解析句子和构建文本统计(C#)
本文描述了从文本主体中解析句子的三种方法;本文介绍了三种方法,以说明使用不同方法的优缺点。

引言
本文描述了从文本主体中解析句子的三种方法;本文介绍了三种方法,以说明使用不同方法的优缺点。演示应用程序还描述了一种在文本主体上生成句子计数、单词计数和字符计数统计信息的方法。

从文本主体中解析句子的三种方法包括:
- 解析合理:一种基于使用典型句子终止符分割文本的方法,其中保留句子终止符。
- 最佳解析:一种基于使用正则表达式分割文本的方法,并且保留句子终止符,以及
- 无结尾解析:一种使用典型句子终止符分割文本的方法,其中不将终止符保留为句子的一部分。
演示应用程序包含一个 `textbox` 控件中的一些默认文本;三个按钮用于使用上述三种方法之一解析文本;以及三个标签控件用于显示在文本主体上生成的摘要统计信息。

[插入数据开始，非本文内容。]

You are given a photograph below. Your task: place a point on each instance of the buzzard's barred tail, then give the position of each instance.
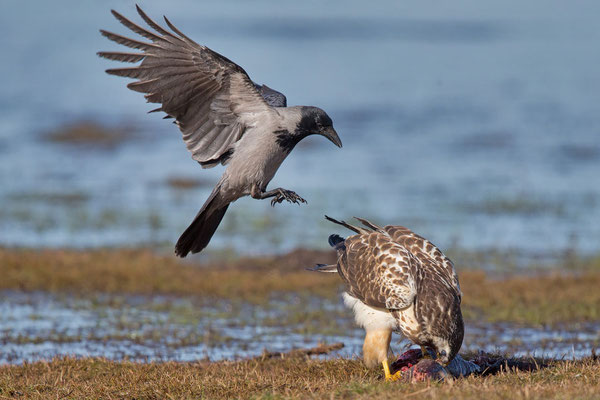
(369, 224)
(335, 239)
(356, 229)
(197, 236)
(324, 268)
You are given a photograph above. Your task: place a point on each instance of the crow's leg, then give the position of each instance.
(278, 195)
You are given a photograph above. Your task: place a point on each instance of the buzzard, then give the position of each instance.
(225, 118)
(398, 281)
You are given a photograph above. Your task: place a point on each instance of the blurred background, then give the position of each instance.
(476, 124)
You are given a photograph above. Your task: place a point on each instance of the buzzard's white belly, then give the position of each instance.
(370, 318)
(374, 318)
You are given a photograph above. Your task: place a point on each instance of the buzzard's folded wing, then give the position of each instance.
(377, 271)
(426, 252)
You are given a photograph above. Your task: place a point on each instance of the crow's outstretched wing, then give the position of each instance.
(211, 98)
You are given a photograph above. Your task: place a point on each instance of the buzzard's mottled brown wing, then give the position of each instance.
(377, 271)
(427, 254)
(212, 99)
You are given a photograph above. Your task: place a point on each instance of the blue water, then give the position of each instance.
(475, 124)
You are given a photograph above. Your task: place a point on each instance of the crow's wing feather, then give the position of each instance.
(211, 98)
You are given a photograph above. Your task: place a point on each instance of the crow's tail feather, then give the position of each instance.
(197, 236)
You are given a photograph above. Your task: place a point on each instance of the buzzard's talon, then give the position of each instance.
(283, 194)
(388, 376)
(425, 353)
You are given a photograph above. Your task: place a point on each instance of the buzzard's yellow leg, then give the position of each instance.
(425, 353)
(388, 376)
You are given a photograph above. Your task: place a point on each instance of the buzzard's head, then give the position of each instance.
(451, 332)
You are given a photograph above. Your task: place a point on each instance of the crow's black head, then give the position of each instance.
(315, 121)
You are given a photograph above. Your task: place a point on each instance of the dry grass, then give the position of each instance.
(279, 378)
(543, 299)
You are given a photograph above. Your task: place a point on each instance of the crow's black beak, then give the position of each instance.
(331, 134)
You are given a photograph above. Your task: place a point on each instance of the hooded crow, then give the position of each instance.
(225, 118)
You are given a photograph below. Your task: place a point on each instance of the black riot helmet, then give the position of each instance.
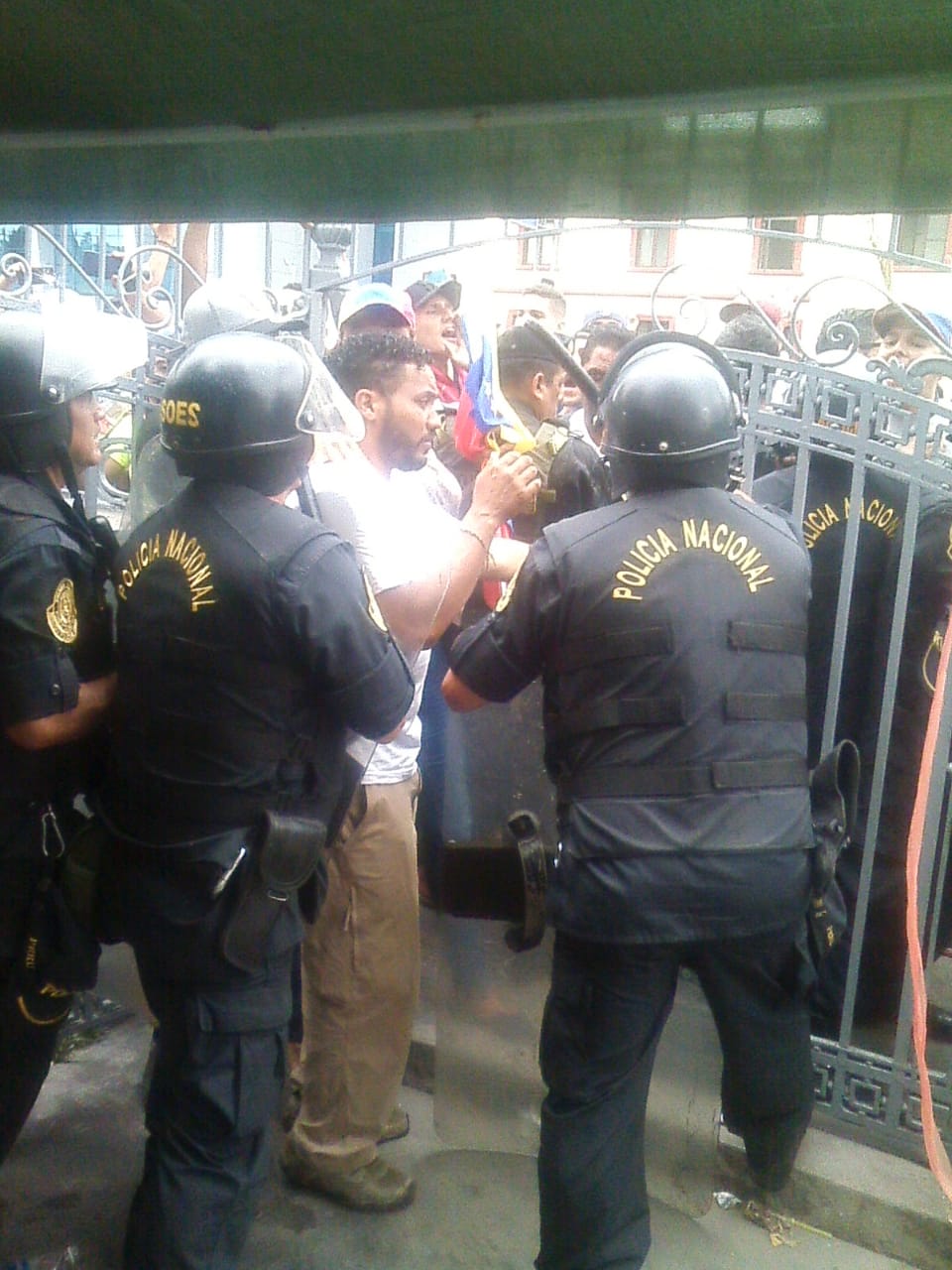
(670, 412)
(243, 408)
(48, 361)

一旦应用程序运行,点击任意一个按钮将导致解析出的每个句子显示在窗体底部的 `listbox` 控件中,并显示窗体右上角三个标签中的摘要统计信息。
入门
要开始,请解压包含的项目并在 Visual Studio 2008 环境中打开解决方案。在解决方案资源管理器中,您应该会看到这些文件(图 2)。

从图 2 可以看出,有一个包含单个窗体的 WinForms 项目。此应用程序所需的所有代码都包含在该窗体的代码中。
主窗体 (Form1.cs)
应用程序的主窗体 `Form1` 包含了所有必需的代码。该窗体包含一个 `textbox` 控件中的默认文本;三个按钮用于执行用于将文本主体解析为 `string` 集合的三个函数,每个句子一个。您可以替换、删除或添加 `textbox` 控件中的文本,以针对您自己的文本运行这些方法。三个标签控件用于显示 `textbox` 控件中包含的文本的摘要统计信息(句子、单词和字符计数)。每次将文本解析为句子时,都会更新这些摘要统计信息。

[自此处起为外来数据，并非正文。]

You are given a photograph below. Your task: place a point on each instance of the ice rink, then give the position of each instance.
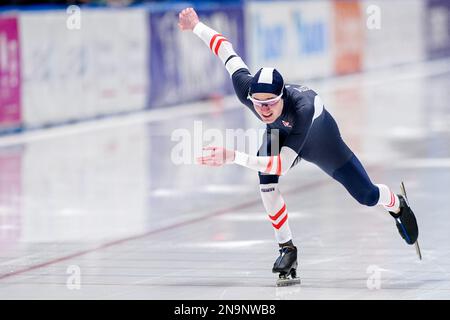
(104, 201)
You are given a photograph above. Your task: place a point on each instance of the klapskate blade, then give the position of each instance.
(419, 253)
(288, 282)
(416, 244)
(403, 190)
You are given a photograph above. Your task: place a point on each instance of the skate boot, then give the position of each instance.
(286, 266)
(406, 222)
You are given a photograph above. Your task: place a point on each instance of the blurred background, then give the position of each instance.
(92, 91)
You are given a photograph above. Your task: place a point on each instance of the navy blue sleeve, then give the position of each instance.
(303, 121)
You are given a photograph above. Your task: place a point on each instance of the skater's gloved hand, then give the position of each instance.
(217, 157)
(187, 19)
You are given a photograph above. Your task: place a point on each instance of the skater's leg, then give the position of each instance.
(270, 194)
(355, 179)
(275, 208)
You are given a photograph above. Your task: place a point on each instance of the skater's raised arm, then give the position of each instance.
(221, 47)
(276, 165)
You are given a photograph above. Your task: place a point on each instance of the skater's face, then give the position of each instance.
(267, 105)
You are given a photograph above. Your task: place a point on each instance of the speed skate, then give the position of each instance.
(288, 279)
(416, 243)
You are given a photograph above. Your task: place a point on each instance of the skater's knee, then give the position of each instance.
(267, 178)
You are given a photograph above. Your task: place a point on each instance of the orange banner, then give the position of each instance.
(348, 36)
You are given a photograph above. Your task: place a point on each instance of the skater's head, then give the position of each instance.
(266, 93)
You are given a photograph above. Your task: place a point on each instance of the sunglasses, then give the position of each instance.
(269, 102)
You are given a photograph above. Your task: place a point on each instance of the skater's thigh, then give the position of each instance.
(325, 146)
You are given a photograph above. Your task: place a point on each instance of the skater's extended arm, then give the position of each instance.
(221, 47)
(276, 164)
(281, 163)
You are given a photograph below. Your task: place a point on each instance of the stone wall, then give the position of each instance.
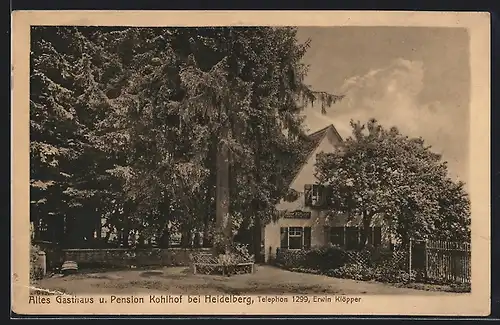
(123, 257)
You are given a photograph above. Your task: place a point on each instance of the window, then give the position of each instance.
(295, 237)
(351, 237)
(316, 195)
(337, 236)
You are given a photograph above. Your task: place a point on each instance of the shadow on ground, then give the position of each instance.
(180, 280)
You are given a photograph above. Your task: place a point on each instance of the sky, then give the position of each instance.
(415, 78)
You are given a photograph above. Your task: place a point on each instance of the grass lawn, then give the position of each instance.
(180, 280)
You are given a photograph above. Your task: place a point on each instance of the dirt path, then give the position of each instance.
(178, 280)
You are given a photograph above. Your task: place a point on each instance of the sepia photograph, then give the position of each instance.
(287, 165)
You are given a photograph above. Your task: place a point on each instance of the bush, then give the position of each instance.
(325, 258)
(382, 273)
(353, 271)
(36, 271)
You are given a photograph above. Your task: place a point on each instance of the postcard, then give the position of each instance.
(251, 163)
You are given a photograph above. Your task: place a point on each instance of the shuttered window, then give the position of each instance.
(295, 237)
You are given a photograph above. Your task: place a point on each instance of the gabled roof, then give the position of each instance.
(314, 139)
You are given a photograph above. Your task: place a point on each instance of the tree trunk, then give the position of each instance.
(223, 222)
(186, 233)
(257, 226)
(366, 230)
(165, 237)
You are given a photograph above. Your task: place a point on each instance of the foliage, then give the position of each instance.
(380, 172)
(319, 259)
(382, 273)
(36, 271)
(126, 124)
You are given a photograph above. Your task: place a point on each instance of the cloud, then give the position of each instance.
(392, 95)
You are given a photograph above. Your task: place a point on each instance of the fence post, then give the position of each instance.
(426, 259)
(409, 259)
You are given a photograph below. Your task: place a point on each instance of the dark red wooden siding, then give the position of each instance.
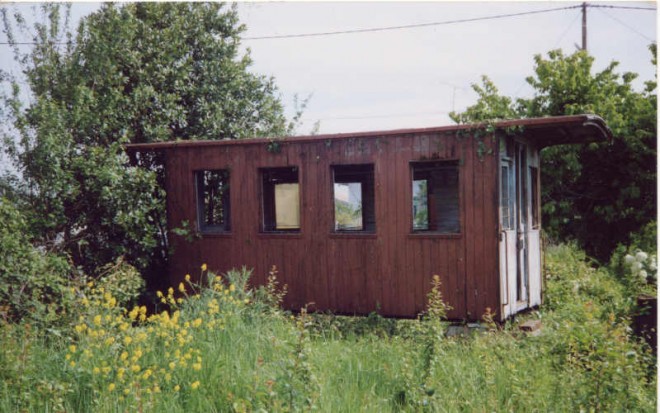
(389, 271)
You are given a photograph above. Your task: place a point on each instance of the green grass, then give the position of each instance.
(258, 358)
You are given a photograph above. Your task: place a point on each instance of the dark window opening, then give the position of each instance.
(213, 211)
(280, 199)
(536, 221)
(435, 200)
(353, 193)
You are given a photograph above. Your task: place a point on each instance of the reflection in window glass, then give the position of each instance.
(287, 206)
(435, 201)
(348, 206)
(507, 197)
(280, 199)
(354, 197)
(420, 206)
(212, 200)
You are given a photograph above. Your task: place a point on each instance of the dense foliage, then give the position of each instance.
(219, 346)
(599, 193)
(131, 73)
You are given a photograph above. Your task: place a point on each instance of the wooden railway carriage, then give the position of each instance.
(360, 222)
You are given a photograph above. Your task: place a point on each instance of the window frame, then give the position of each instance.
(367, 180)
(225, 226)
(268, 223)
(454, 164)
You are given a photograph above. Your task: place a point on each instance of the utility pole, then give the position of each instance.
(584, 26)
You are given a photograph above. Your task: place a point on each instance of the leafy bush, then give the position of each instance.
(34, 284)
(636, 264)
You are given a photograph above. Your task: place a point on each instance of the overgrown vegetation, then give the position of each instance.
(129, 73)
(218, 345)
(598, 194)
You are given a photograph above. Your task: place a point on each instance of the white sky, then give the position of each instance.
(415, 77)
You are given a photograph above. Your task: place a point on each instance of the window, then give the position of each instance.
(435, 206)
(354, 198)
(281, 199)
(507, 196)
(534, 176)
(213, 212)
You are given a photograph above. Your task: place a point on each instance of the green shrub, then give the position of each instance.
(636, 264)
(34, 284)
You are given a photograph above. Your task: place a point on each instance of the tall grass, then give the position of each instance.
(219, 346)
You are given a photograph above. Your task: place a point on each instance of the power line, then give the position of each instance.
(410, 26)
(627, 26)
(603, 6)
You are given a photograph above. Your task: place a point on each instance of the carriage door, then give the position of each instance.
(514, 191)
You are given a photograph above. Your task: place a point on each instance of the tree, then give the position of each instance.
(139, 72)
(597, 193)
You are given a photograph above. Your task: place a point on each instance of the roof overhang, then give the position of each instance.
(561, 130)
(542, 132)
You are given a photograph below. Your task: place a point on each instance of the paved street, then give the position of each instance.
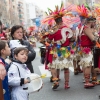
(76, 92)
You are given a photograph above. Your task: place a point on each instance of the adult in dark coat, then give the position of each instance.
(17, 34)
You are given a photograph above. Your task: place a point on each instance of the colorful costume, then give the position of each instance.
(59, 39)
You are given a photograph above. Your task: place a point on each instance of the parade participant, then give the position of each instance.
(4, 52)
(77, 32)
(59, 56)
(18, 74)
(87, 41)
(17, 34)
(2, 34)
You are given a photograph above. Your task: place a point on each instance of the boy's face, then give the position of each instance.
(6, 51)
(22, 56)
(18, 34)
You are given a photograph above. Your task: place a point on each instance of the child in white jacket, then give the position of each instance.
(18, 74)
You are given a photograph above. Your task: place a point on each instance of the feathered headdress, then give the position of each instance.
(57, 13)
(97, 10)
(83, 11)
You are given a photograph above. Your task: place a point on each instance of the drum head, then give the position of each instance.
(35, 84)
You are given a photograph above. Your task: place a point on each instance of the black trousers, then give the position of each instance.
(30, 67)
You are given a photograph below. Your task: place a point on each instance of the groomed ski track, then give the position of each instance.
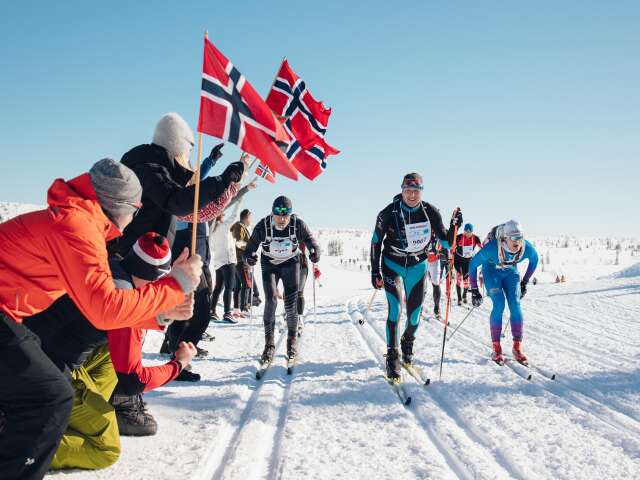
(337, 417)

如果您愿意在 IDE 中打开代码视图,您将看到代码文件以以下库导入开始:
using System;
using System.Collections;
using System.ComponentModel;
using System.Data;
using System.Drawing;
using System.Text;
using System.Windows.Forms;
using System.Text.RegularExpressions;
请注意,已修改默认设置,现在包括对正则表达式库的引用。
导入之后,定义了命名空间、类和构造函数。
namespace SentenceParser
{
/// <summary>
/// Demonstrate three approaches to parsing
/// a body of text into sentences and also
/// demonstrates an approach to building
/// statistics on the text to include the
/// number of sentences, the number of
/// words and the number of characters
/// used in the text.
/// </summary>
public partial class Form1 : Form
{
public Form1()
{
InitializeComponent();
}
接下来是一个名为“最佳句子解析器”的区域;该区域包含一个名为 `SplitSentences` 的函数,该函数接受一个 `string` 作为参数。此方法在解析句子方面通常能产生最佳结果,但如果文本包含错误,可能会发出不准确的值。该区域还包含一个按钮点击事件处理程序,用于调用 `SplitSentences` 函数。

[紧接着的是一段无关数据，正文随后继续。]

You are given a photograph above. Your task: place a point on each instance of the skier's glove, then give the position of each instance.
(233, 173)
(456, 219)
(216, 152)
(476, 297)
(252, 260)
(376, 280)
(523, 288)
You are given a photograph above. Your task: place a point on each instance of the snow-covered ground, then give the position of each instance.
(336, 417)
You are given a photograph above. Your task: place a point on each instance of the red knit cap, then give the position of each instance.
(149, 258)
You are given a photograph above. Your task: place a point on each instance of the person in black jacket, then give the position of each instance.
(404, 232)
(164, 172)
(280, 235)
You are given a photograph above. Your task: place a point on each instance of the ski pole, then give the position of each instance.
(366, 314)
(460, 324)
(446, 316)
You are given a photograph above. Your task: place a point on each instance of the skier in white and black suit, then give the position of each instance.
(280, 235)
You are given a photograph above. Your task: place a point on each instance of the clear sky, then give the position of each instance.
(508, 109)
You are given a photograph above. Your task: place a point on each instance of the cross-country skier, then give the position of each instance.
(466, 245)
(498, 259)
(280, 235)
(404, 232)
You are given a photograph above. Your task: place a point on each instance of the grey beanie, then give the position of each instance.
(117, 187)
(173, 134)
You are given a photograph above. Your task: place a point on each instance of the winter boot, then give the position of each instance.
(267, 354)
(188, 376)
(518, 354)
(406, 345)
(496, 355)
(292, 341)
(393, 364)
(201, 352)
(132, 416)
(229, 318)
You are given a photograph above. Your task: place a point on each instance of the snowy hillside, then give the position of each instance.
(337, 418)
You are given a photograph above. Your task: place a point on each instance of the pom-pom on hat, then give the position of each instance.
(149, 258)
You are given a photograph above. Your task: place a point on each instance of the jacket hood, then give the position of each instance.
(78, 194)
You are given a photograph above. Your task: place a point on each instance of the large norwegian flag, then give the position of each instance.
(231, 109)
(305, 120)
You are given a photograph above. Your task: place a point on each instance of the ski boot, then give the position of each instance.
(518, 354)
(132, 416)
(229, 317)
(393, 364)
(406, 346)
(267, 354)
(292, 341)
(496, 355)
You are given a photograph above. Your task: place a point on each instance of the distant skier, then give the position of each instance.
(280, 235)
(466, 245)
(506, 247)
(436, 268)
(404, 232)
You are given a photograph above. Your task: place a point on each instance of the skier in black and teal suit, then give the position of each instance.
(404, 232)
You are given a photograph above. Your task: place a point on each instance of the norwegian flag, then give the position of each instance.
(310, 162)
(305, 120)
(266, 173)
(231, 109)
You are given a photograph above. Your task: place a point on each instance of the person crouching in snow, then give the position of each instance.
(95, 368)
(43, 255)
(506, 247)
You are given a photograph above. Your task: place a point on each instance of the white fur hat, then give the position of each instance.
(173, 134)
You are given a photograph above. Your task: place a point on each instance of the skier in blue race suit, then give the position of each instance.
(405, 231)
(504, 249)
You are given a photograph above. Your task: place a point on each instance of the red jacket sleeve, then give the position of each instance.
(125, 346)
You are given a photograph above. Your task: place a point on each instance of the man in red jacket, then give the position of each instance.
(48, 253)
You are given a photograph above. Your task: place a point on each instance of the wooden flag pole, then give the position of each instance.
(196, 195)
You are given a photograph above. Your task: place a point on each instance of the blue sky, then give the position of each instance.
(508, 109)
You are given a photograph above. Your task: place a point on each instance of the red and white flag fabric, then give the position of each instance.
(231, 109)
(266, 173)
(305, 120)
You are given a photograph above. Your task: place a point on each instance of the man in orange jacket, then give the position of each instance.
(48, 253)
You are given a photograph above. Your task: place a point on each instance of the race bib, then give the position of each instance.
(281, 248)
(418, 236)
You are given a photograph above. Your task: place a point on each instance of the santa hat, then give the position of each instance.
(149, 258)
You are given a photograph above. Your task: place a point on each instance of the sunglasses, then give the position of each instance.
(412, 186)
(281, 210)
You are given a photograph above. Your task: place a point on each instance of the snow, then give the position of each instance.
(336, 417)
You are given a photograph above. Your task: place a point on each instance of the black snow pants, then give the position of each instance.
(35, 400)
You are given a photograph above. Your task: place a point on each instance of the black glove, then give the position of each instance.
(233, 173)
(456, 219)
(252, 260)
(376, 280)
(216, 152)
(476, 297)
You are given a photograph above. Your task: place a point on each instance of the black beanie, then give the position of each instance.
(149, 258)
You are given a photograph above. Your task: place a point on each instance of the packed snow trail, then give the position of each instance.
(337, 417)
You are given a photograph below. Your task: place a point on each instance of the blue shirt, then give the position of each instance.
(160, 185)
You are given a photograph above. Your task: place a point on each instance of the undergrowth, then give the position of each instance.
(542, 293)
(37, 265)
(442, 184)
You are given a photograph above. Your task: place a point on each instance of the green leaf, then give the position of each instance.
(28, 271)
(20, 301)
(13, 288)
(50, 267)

代码已添加注释,阅读这些注释将解释函数内部发生了什么。
#region Best Sentence Parser
/// <summary>
/// This is generally the most accurate approach to
/// parsing a body of text into sentences to include
/// the sentence's termination (e.g., the period,
/// question mark, etc). This approach will handle
/// duplicate sentences with different terminations.
///
/// </summary>
/// <param name="sSourceText"></param>
/// <returns></returns>
private ArrayList SplitSentences(string sSourceText)
{
// create a local string variable
// set to contain the string passed it
string sTemp = sSourceText;
// create the array list that will
// be used to hold the sentences
ArrayList al = new ArrayList();
// split the sentences with a regular expression
string[] splitSentences =
Regex.Split(sTemp, @"(?<=['""A-Za-z0-9][\.\!\?])\s+(?=[A-
Z])");
// loop the sentences
for (int i = 0; i < splitSentences.Length; i++)
{
// clean up the sentence one more time, trim it,
// and add it to the array list
string sSingleSentence =
splitSentences[i].Replace(Environment.NewLine,
string.Empty);
al.Add(sSingleSentence.Trim());
}
// update the statistics displayed on the text
// characters
lblCharCount.Text = "Character Count: " +
GenerateCharacterCount(sTemp).ToString();
// sentences
lblSentenceCount.Text = "Sentence Count: " +
GenerateSentenceCount(splitSentences).ToString();
// words
lblWordCount.Text = "Word Count: " +
GenerateWordCount(al).ToString();
// return the arraylist with
// all sentences added
return al;
}
/// <summary>
/// Calls the SplitSentences (best approach) method
/// to split the text into sentences and displays
/// the results in a list box
/// </summary>
/// <param name="sender"></param>
/// <param name="e"></param>
private void btnParseBest_Click(object sender, EventArgs e)
{
lstSentences.Items.Clear();
ArrayList al = SplitSentences(txtParagraphs.Text);
for (int i = 0; i < al.Count; i++)
//populate a list box
lstSentences.Items.Add(al[i].ToString());
}
#endregion
接下来是一个名为“合理句子解析器”的区域;该区域包含一个名为 `ReasonableParser` 的函数,该函数接受一个 `string` 作为参数。此方法在解析句子方面通常会产生合理的结果,但如果输入的 `string` 包含具有不同终止符的重复句子,则不会应用正确的句子终止符。此问题可以通过使用递归函数继续遍历重复句子的每个实例来解决,但使用前一个代码区域中指示的方法工作量较小。该区域还包含一个按钮点击事件处理程序,用于调用 `ReasonableParser` 函数。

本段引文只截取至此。